On the iPad, the clip ends. Before we part ways, I have two more questions for Carmelo. The first is about Koppelman's concern—that the team will hit a bad spell and he'll revert. Anthony assures me he will not, because losing "doesn't linger in our locker room" and "we've already had bad moments and don't get down." Everything he mentions, I notice, relates to his teammates, not himself.
Finally, I tell him about Gregory's harsh assessment of his performance. Anthony looks taken aback at first, then laughs. "I mean, what would you want me to do? I've never been a crybaby. I love physical games. The one thing I've learned about New York and the fans in New York is you're [only] as good as your last game, so regardless of what you do, you're not gonna be able to please everybody." Anthony pauses. "I don't know what to say, he's a cop!"

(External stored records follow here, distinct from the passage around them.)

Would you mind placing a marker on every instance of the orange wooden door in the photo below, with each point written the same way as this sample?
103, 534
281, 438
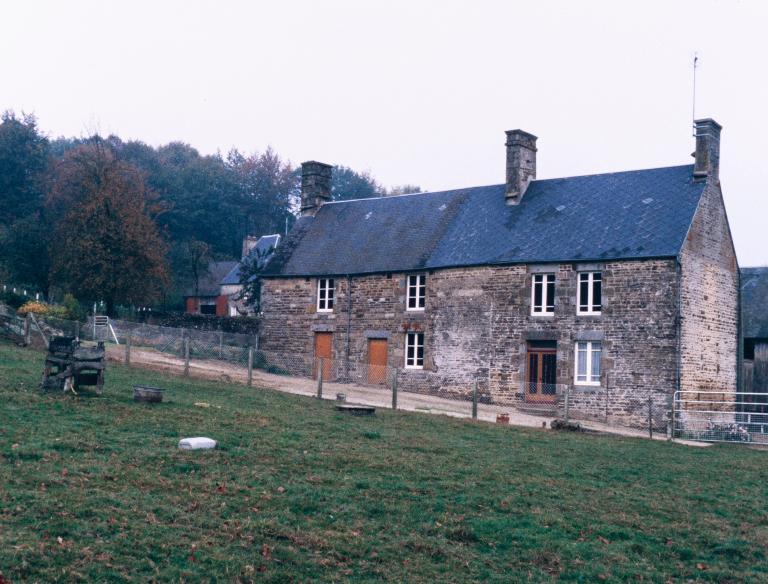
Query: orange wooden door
542, 376
323, 350
377, 360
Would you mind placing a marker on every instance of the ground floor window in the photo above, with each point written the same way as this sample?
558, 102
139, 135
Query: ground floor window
414, 350
587, 369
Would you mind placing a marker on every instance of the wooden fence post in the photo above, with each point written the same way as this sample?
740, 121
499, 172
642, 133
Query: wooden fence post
320, 373
650, 417
27, 329
394, 388
186, 357
250, 366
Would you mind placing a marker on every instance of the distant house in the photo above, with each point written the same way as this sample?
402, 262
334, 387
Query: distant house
621, 286
260, 248
754, 311
206, 297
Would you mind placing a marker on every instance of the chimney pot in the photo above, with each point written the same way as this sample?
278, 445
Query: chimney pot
707, 153
315, 186
521, 164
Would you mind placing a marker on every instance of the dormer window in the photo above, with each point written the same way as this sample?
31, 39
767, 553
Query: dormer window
590, 295
417, 292
326, 293
543, 295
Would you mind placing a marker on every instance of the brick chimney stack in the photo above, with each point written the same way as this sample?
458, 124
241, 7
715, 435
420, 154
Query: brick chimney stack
521, 164
315, 186
707, 153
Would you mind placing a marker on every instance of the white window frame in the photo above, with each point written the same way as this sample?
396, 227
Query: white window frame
543, 279
590, 292
590, 349
326, 285
418, 284
414, 339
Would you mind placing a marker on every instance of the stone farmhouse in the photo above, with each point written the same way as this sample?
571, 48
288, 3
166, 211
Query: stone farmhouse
621, 285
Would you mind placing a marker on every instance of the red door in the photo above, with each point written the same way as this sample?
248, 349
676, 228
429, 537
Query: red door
542, 375
323, 350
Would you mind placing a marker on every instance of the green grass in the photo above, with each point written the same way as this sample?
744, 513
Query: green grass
94, 489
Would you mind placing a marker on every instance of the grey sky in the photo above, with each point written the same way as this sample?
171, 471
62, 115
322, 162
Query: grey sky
415, 92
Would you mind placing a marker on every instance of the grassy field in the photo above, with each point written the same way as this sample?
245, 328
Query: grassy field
94, 489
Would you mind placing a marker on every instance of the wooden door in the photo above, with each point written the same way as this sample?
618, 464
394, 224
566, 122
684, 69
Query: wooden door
324, 351
542, 375
377, 360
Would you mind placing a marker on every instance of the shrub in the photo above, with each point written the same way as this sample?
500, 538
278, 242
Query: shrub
33, 307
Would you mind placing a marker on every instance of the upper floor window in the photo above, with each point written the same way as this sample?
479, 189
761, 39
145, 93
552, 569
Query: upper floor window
543, 294
587, 370
326, 292
417, 292
590, 296
414, 350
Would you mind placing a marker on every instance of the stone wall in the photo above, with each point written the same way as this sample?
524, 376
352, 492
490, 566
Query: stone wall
709, 300
477, 324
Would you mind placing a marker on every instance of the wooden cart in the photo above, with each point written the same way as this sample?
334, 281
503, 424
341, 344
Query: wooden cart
70, 367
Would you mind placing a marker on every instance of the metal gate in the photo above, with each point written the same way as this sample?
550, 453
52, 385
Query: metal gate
718, 416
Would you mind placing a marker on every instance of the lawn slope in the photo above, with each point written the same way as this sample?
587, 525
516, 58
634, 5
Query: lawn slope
94, 489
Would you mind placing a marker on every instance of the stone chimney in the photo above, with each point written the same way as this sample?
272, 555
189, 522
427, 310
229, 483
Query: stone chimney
521, 164
315, 186
707, 153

Head up Mulholland Drive in Los Angeles, wind your way along the canyon roads, and you'll eventually come to the home of Haralabos Voulgaris. Nestled in the Hollywood Hills, his neighborhood is the kind where every mansion has a Range Rover in front and a grandiose water feature in the back. It's the L.A. people who have never been to L.A. imagine.
Voulgaris is many things (the son of a Canadian businessman and gambler, a tournament poker player with more than $1 million in lifetime winnings, a former consultant to an NBA team), but he is foremost an NBA gambler—and a very successful one. His first big bet came in 1999 when, as a philosophy major at Manitoba University, he saved up $80,000 working as a skycap. He bet on the Lakers to win the title before the season, and when L.A. started the season slowly after acquiring Shaquille O'Neal, the bookmakers downgraded the team's odds. Voulgaris deemed it a rash overreaction. He laid down the rest of his $80K. When the Lakers won the following spring, he had his bankroll.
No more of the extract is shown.